The electrical wires are strung through the windows and tacked on top of the walls.  We ran the electrical wire on top of the walls and covered it with a white PVC box cover.  I watched over the plasterer to make sure he plastered the electrical boxes level.  I gave up the idea of sanding the plaster smooth.  On the day we finished the room, one of the plugs did not work.  Using a different plug, I plugged the electric tea kettle on the floor into my extension cord and, as the water boiled, the entire extension cord began smoking and burned out . . . a "feature" of the cheap cord, not the new wiring.  I will make a new extension cord with heavy-duty wire and plugs.

The concrete floor was uneven from the fire.  It had glass all over the floor that was nearly melted into the concrete.  It took hours with a hammer and chisel to remove the burned piles and get the floor to a good enough rough condition.  My workman offered to pour a new concrete floor for about $100 USD  including supplies, but I declined. I bought a thin carpet covering from a choice of four colors sent to me on WhatsApp, and the carpet arrived from Sunoni the next day.  The cost was 10,000 dinar or $8 USD per meter. The roll is four meters wide.  The carpet cost $50 USD.

After final painting around the light switches and plug boxes, we were ready to hang the $5 curtain pole and brackets and the $20 floor-to-ceiling drapes, then cut the rug to fit.  Instead of the estimated four days, it took  12 days to complete the room.   I paid for 4 days of labor and the rest was volunteer work, including my own time.  Some of the delay was caused by chronic daily power outages for hours at a time.  When the electricity was off, we could not use the power tools, so work was halted.

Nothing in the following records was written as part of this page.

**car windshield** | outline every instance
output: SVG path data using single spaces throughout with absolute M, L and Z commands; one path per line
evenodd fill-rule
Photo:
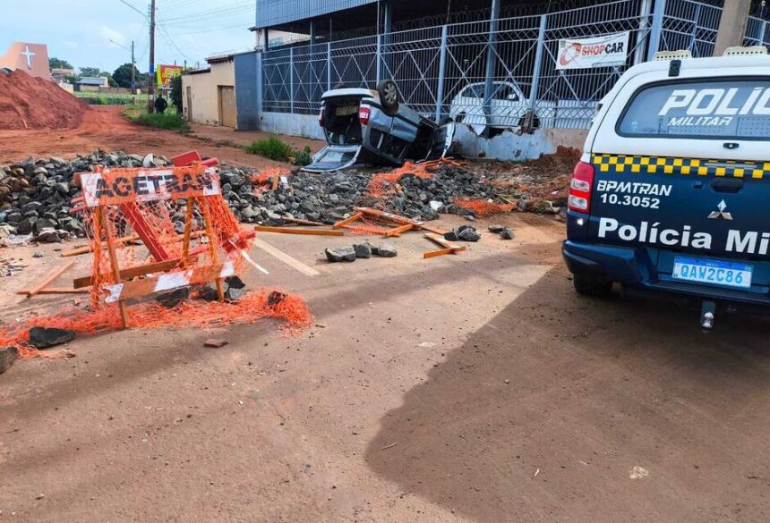
M 627 137 L 766 139 L 770 80 L 683 80 L 642 88 L 617 130 Z

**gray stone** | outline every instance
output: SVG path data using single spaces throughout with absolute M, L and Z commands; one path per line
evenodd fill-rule
M 47 349 L 75 339 L 75 332 L 70 329 L 32 327 L 30 329 L 30 345 L 36 349 Z
M 514 234 L 513 231 L 508 227 L 500 232 L 500 237 L 503 240 L 513 240 L 516 234 Z
M 11 368 L 17 358 L 19 358 L 19 351 L 15 347 L 0 349 L 0 374 Z
M 189 298 L 190 287 L 180 287 L 179 289 L 175 289 L 171 292 L 161 294 L 155 299 L 155 301 L 166 308 L 174 308 Z
M 396 250 L 394 246 L 383 243 L 378 247 L 372 247 L 372 254 L 381 256 L 382 257 L 395 257 L 398 254 L 398 251 Z
M 372 257 L 372 246 L 369 243 L 355 243 L 353 250 L 355 251 L 355 257 Z
M 225 299 L 227 301 L 237 301 L 245 295 L 245 289 L 235 289 L 235 287 L 230 287 L 227 289 L 227 291 L 225 292 Z
M 326 259 L 331 263 L 355 261 L 355 249 L 352 247 L 327 249 L 324 252 L 326 253 Z
M 478 241 L 481 240 L 481 234 L 473 227 L 458 228 L 458 238 L 464 241 Z

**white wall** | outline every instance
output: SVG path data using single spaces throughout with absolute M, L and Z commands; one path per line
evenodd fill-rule
M 235 62 L 230 60 L 212 63 L 210 72 L 182 75 L 182 114 L 189 119 L 187 106 L 187 87 L 192 91 L 192 122 L 209 125 L 219 125 L 219 97 L 218 86 L 235 86 Z M 235 93 L 235 97 L 238 93 Z

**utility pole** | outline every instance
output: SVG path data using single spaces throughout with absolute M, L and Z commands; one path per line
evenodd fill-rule
M 136 105 L 136 60 L 133 57 L 133 40 L 131 40 L 131 103 Z
M 714 46 L 714 56 L 722 56 L 728 47 L 743 45 L 750 7 L 751 0 L 730 0 L 724 3 L 722 18 L 719 19 L 716 44 Z
M 155 108 L 155 0 L 150 3 L 150 79 L 148 82 L 147 112 Z

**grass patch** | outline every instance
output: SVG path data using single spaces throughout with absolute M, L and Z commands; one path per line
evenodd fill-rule
M 312 161 L 309 147 L 301 151 L 295 150 L 275 135 L 252 142 L 252 145 L 244 147 L 244 150 L 250 155 L 259 155 L 270 160 L 289 162 L 296 165 L 307 165 Z
M 130 105 L 133 100 L 133 97 L 127 93 L 117 94 L 78 91 L 74 93 L 74 95 L 86 104 L 91 105 Z M 150 96 L 147 93 L 140 93 L 136 95 L 136 103 L 146 104 L 149 97 Z
M 288 162 L 289 158 L 294 156 L 295 154 L 292 147 L 277 136 L 270 136 L 252 142 L 252 145 L 246 146 L 244 150 L 250 155 L 259 155 L 262 157 L 280 162 Z
M 129 105 L 123 112 L 129 120 L 140 125 L 187 132 L 190 124 L 174 109 L 165 113 L 148 113 L 142 105 Z

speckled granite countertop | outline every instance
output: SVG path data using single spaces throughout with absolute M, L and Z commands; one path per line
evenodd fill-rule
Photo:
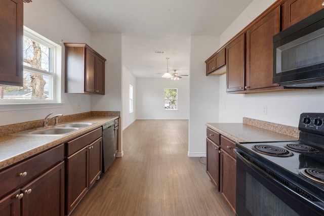
M 243 123 L 207 123 L 206 125 L 237 143 L 298 140 L 297 127 L 244 118 Z
M 65 136 L 13 136 L 10 134 L 1 136 L 0 170 L 59 144 L 66 143 L 118 118 L 118 115 L 90 115 L 90 116 L 64 121 L 93 123 L 91 126 L 80 128 Z M 69 120 L 70 119 L 70 118 Z M 62 123 L 63 122 L 60 122 L 59 124 Z M 23 124 L 23 123 L 22 124 Z M 10 130 L 11 125 L 8 126 L 8 130 Z M 2 129 L 4 129 L 5 127 L 2 126 Z

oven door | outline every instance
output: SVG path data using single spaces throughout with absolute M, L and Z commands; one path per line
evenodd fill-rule
M 236 215 L 322 215 L 316 206 L 236 154 Z M 249 156 L 250 157 L 250 156 Z

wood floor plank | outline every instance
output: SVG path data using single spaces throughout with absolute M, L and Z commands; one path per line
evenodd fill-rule
M 124 157 L 71 215 L 233 215 L 206 165 L 188 157 L 188 133 L 186 120 L 136 120 L 123 132 Z

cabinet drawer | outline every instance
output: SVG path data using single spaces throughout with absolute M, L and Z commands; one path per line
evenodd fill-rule
M 67 143 L 67 154 L 69 156 L 88 146 L 102 136 L 102 128 L 99 127 Z
M 207 127 L 206 136 L 207 136 L 207 138 L 212 141 L 214 142 L 216 144 L 219 145 L 220 135 L 217 132 Z
M 64 157 L 64 147 L 62 144 L 0 172 L 0 196 L 18 188 L 58 162 L 63 161 Z
M 233 149 L 236 148 L 235 143 L 231 140 L 225 137 L 221 136 L 221 148 L 223 151 L 226 151 L 234 158 L 236 158 L 236 155 L 233 151 Z

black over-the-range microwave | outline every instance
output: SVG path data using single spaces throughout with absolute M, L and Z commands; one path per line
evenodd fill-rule
M 324 87 L 324 9 L 273 36 L 274 83 Z

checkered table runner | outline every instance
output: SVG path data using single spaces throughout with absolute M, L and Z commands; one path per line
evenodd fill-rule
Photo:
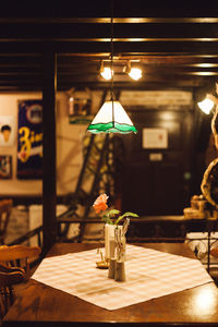
M 96 261 L 96 250 L 45 258 L 32 278 L 107 310 L 213 281 L 197 259 L 142 246 L 126 245 L 123 282 L 109 279 Z

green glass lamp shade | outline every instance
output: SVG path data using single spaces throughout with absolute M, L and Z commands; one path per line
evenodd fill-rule
M 98 133 L 137 133 L 137 130 L 130 120 L 128 113 L 119 101 L 106 101 L 87 131 L 93 134 Z

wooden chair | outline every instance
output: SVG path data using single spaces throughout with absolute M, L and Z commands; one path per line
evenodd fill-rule
M 8 312 L 15 299 L 14 286 L 29 278 L 29 262 L 38 258 L 39 246 L 0 246 L 0 317 Z
M 0 244 L 4 244 L 7 228 L 11 217 L 13 202 L 12 199 L 0 201 Z

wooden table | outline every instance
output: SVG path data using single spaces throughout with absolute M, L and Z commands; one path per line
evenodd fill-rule
M 182 243 L 145 243 L 141 246 L 194 257 Z M 95 244 L 57 243 L 48 256 L 95 249 Z M 61 269 L 61 267 L 60 267 Z M 197 271 L 196 271 L 197 274 Z M 145 289 L 146 292 L 146 289 Z M 124 300 L 124 299 L 123 299 Z M 82 326 L 149 324 L 161 326 L 218 324 L 218 290 L 210 282 L 116 311 L 107 311 L 76 296 L 29 280 L 3 319 L 3 326 Z M 98 326 L 99 326 L 98 325 Z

Every time it rains, the city turns off the electricity to save the old and damaged electrical wires.

Fortunately, the hardware and paint store is around the corner, a two-minute walk which saved a lot in transportation costs.

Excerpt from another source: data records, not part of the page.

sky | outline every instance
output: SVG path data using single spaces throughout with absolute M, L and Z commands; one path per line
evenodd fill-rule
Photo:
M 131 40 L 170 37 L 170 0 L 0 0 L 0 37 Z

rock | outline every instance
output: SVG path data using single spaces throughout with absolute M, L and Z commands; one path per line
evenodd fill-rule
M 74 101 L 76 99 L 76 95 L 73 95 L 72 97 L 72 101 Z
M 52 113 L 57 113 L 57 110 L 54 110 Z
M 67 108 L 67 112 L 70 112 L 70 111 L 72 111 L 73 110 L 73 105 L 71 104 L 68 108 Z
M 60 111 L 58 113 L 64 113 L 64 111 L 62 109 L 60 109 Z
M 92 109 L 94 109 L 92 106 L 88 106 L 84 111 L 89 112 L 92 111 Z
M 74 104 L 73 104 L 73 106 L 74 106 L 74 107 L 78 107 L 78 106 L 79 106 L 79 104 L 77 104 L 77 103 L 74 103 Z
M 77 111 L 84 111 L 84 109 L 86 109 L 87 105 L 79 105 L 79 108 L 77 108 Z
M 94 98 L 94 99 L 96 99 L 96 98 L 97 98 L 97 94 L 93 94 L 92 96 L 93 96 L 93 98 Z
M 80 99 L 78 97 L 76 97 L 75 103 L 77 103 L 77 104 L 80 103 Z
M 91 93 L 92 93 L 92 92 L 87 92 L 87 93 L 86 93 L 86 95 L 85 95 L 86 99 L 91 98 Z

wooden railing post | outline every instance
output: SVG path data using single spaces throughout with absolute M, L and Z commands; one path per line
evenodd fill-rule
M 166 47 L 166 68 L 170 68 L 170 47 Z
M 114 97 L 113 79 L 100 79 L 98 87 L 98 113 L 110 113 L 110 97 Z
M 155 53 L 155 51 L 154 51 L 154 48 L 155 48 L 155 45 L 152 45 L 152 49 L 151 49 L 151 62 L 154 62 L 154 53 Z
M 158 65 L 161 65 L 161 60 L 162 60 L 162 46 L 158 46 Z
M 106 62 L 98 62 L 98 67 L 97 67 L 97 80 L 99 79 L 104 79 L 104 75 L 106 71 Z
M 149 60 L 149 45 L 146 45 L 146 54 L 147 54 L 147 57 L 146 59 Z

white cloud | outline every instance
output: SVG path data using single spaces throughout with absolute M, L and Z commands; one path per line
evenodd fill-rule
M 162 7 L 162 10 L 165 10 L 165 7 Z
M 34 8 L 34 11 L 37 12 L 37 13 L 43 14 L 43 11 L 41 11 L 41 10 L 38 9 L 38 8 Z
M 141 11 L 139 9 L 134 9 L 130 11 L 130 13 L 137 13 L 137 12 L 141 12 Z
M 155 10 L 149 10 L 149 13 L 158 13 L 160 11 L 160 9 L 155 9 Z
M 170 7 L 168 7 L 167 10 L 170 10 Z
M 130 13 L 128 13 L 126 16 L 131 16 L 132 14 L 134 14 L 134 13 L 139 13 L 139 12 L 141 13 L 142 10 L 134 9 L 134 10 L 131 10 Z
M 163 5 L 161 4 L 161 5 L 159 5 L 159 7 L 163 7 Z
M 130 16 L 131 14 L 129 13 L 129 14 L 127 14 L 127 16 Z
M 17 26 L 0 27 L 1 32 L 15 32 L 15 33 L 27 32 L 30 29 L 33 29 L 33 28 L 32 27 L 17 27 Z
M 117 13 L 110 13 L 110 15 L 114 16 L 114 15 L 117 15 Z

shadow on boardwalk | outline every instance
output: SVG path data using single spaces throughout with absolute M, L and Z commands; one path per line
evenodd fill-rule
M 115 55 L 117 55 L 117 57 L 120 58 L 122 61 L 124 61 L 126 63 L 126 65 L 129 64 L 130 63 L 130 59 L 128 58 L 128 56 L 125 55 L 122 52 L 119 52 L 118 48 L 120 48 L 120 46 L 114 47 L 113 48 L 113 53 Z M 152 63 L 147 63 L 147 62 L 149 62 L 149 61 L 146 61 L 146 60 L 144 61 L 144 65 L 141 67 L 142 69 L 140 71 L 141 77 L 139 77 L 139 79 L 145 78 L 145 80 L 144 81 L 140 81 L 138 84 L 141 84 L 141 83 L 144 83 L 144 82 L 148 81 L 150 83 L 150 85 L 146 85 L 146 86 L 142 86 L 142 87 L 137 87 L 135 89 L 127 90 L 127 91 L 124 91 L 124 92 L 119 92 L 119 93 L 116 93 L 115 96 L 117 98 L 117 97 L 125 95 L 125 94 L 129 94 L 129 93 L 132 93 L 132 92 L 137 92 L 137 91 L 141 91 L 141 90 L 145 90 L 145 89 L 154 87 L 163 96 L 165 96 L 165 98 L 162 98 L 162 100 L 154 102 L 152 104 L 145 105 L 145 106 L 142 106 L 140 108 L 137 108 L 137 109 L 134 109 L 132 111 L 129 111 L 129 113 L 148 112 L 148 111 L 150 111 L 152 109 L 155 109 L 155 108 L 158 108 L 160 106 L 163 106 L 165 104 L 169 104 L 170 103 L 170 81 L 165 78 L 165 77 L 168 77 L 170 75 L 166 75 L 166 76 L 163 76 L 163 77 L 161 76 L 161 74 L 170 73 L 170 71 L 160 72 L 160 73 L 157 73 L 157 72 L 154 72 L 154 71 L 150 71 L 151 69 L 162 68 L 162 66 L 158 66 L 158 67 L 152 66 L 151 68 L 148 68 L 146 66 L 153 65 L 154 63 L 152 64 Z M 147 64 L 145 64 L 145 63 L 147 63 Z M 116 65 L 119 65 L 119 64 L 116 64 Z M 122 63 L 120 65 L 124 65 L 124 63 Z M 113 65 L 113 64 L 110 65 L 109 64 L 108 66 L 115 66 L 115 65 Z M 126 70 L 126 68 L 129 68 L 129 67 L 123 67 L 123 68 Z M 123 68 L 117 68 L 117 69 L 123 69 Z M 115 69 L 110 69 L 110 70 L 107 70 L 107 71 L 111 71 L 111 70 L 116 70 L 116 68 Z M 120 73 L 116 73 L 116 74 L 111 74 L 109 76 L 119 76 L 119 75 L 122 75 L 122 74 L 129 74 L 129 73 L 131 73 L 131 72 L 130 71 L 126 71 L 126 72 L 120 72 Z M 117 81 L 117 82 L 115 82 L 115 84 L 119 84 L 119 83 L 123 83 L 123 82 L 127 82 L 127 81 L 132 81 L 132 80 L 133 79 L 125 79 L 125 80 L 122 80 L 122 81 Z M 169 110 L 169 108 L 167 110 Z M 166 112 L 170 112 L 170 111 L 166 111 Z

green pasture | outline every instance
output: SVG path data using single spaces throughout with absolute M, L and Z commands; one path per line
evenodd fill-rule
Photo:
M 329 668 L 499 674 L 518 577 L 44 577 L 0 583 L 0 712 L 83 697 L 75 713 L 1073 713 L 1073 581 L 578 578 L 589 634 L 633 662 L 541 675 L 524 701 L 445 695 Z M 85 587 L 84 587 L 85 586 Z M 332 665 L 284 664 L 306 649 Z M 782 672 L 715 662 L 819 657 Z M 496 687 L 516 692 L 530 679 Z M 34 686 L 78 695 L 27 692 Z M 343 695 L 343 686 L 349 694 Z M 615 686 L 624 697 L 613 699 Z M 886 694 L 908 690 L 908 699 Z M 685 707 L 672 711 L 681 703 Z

This room is intended to be my private office and living/sleeping space.  The kids were dancing around with excitement as it neared completion.  The wife is asking for the porch ceiling to be painted white.  I hope my experiment in restoring a burned out room to a minimum standard shows what effort and cost is required. 

By the time I buy a few mats to sleep on, pillows, blankets, towel, tea kettle, mirror, etc, the cost will be $500 USD to restore one room with the volunteer help of my friends.  This cost does not include the cost of tools and of running electric wires from the street to the house, buying water tanks, a water heater, running a hose from a well, a water pump, space heaters, air conditioner, internet router and satellite dish, or kitchen appliances, dishes, and pans. 

The cost of restoring one house with 5 rooms to a livable condition can easily be $10,000 to $20,000 US dollars.  Ezidis do not have this money to make a house livable if they return to Shingal.  The vast majority of Ezidis remain stuck in IDP camps and unfinished buildings in Kurdistan, hoping for asylum, five years after being attacked and displaced by Daesh.

Room Size:  16' x 11' = 176 square feet or nearly 20 square meters

Cost of materials:   $240 USD

Cost of 4 days of paid labor:  $140 USD

Approximately 15 days unpaid labor

 

Dr. Amy L. Beam has been reporting on and assisting displaced Ezidis since ISIS attacked them in Shingal, in August 2014.  She is the author of "The Last Yezidi Genocide."  She lives in Sinjar (Shingal) city, Iraq, with Ezidis, most of whom are living in houses that do not belong to them.